Pencabulan terhadap anak memiliki dampak yang sangat luas, mencakup gangguan fisik, psikologis, dan sosial. Korban psikologis sering mengalami trauma jangka panjang, seperti kecemasan, depresi, atau rasa bersalah yang mendalam. Sedangkan korban fisik dapat mengalami cedera, penyakit menular seksual, atau masalah kesehatan lainnya. Korban sosial sering merasa terisolasi dan kesulitan membangun hubungan interpersonal yang sehat. Ini menunjukkan bahwa pendekatan komprehensif diperlukan untuk menangani kasus pencabulan anak karena efeknya yang sangat luas, mencakup gangguan fisik, psikologis, dan sosial. Korban sering mengalami trauma psikologis yang berlangsung lama, seperti kecemasan, depresi, atau rasa bersalah yang mendalam. Korban juga dapat mengalami cedera, penyakit menular seksual, atau masalah kesehatan lainnya. Korban sering merasa terisolasi secara sosial dan sulit membangun hubungan interpersonal yang sehat. Ini menunjukkan bahwa penggunaan pendekatan komprehensif dalam menangani kasus pencabulan anak sangat penting.

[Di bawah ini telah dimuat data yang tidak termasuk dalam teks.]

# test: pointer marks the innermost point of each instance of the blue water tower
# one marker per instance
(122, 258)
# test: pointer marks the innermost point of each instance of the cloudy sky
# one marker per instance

Keluarga, masyarakat, dan pemerintah harus bekerja sama untuk mencegah dan menangani pencabulan. Anak-anak harus dididik tentang hak atas tubuh mereka sejak dini agar mereka dapat mengidentifikasi dan melaporkan tindakan yang tidak pantas. Untuk menghasilkan efek jera, pelaku kekerasan seksual harus dikenakan hukuman yang tegas. Korban juga membutuhkan dukungan mental yang memadai. Metode seperti terapi bermain, atau play therapy, dapat membantu anak mengatasi trauma dengan aman dan sesuai usia. Untuk menghilangkan stigma terhadap korban dan mendorong masyarakat untuk melaporkan kasus kekerasan seksual, juga perlu dilakukan kempanye kesadaran publik.
Kasus pencabulan anak di bawah umur merupakan pelanggaran hak asasi manusia yang sangat parah dan membahayakan perkembangan anak. Karena anak-anak adalah aset masa depan negara, kita semua harus bekerja sama untuk mencegah dan menangani masalah ini.